Millennials (those born around the years between 1977 and 1997) count for nearly half of the employees across the world. Studies show that Millennials are the most socially conscious generation, and they want work to afford them the opportunity to make new friends, learn new skills, and connect to a larger purpose. That sense of purpose is a key factor in their job satisfaction.

Suffice it to say, Millennials can be time-consuming for their managers when it comes to mentoring, but the good thing is that Millennials WANT and DESIRE this needed interaction. They arrive in the corporate environment with academic knowledge and enthusiasm, but without the skills needed to navigate and succeed in this environment. Often young employees feel the mature employee is too stuck in their ways and unwilling to try an alternative, while the mature employee sees the youthful exuberance as flighty and undisciplined. This creates tension, unhealthy rivalry and often contentious relationships in the workplace. And this is where mentorship is so pivotal – not to rein in the flighty young worker, or to dissipate their enthusiasm, but to channel their exuberance and to provide them with the skills necessary to be led and to lead in the workplace. This can be difficult to manage, but here are some ways that are effective in mentoring young employees:

1. Establish a two-way, cross-generational mentoring.
We know that young employees are generally willing to learn and eager to make a difference. They are technology savvy, highly adaptable, comfortable with the rapid pace of change, and have multicultural awareness. Companies need these skills from all their employees and leaders. Younger employees can mentor their long-tenured bosses and colleagues in these areas, while established leaders can help the younger ones channel their ideas and enthusiasm in ways that promote innovation.

2. Support informal mentoring.
Some of the most effective informal mentoring are the spontaneous relationships that occur naturally in an organization, such as over lunch or a manager guiding a younger employee through a project. Mentors and long-tenured employees should seize the opportunities when they see a mentoring moment. These moments happen in the halls, in the elevator or just after a meeting. People need to understand the value of letting it happen serendipitously.
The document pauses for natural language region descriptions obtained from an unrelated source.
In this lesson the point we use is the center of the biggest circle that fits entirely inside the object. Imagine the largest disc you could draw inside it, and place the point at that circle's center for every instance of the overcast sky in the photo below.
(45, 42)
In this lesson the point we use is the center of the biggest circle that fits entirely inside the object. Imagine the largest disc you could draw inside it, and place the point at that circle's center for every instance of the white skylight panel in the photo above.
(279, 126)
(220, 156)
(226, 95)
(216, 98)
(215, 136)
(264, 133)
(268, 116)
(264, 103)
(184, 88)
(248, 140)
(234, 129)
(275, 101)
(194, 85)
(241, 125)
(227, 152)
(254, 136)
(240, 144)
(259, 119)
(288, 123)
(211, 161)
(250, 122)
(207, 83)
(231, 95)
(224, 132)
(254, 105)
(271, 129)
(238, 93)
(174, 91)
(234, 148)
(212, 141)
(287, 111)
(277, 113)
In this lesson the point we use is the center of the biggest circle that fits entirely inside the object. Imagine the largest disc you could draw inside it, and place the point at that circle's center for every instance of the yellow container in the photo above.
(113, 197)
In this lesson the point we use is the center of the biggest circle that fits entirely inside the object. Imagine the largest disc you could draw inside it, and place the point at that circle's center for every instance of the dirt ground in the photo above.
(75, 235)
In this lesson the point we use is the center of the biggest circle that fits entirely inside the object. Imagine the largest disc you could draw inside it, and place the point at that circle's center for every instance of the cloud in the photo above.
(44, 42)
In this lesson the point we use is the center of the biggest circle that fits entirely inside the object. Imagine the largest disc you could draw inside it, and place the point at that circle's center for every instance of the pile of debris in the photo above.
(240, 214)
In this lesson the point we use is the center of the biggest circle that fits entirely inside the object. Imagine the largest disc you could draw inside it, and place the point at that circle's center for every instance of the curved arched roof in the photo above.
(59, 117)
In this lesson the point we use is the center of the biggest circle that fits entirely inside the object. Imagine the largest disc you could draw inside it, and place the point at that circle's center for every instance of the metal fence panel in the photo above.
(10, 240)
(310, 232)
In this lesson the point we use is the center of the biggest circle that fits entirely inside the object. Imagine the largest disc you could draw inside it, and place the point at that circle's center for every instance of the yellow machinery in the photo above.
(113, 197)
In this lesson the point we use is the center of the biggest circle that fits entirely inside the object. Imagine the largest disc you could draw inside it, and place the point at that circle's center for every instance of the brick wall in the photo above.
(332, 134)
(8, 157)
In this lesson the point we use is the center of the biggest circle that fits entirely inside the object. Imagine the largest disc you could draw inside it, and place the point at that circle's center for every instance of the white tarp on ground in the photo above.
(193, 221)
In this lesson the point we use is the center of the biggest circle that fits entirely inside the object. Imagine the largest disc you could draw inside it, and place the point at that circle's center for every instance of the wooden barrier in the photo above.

3. Make mentoring a part of the organizational strategy.
All leaders need to look at their followers and commit to helping them grow in their jobs. This should be applied to everyone, not just those who opted for formal mentorship. Younger leaders need to be guided and have expertise and wisdom passed on. It may be a good idea to include a commitment to mentoring in the performance appraisals.

While it is perceived that young employees know everything due to their tech-savvy lifestyle, their ability to adapt and figure out solutions, they are not all-knowing…and they know this! They are eager to learn new skills, and to have knowledge transferred to them. Millennials are filled with enthusiasm and passion, which, through successful mentoring, can be honed in and used to your company’s benefit.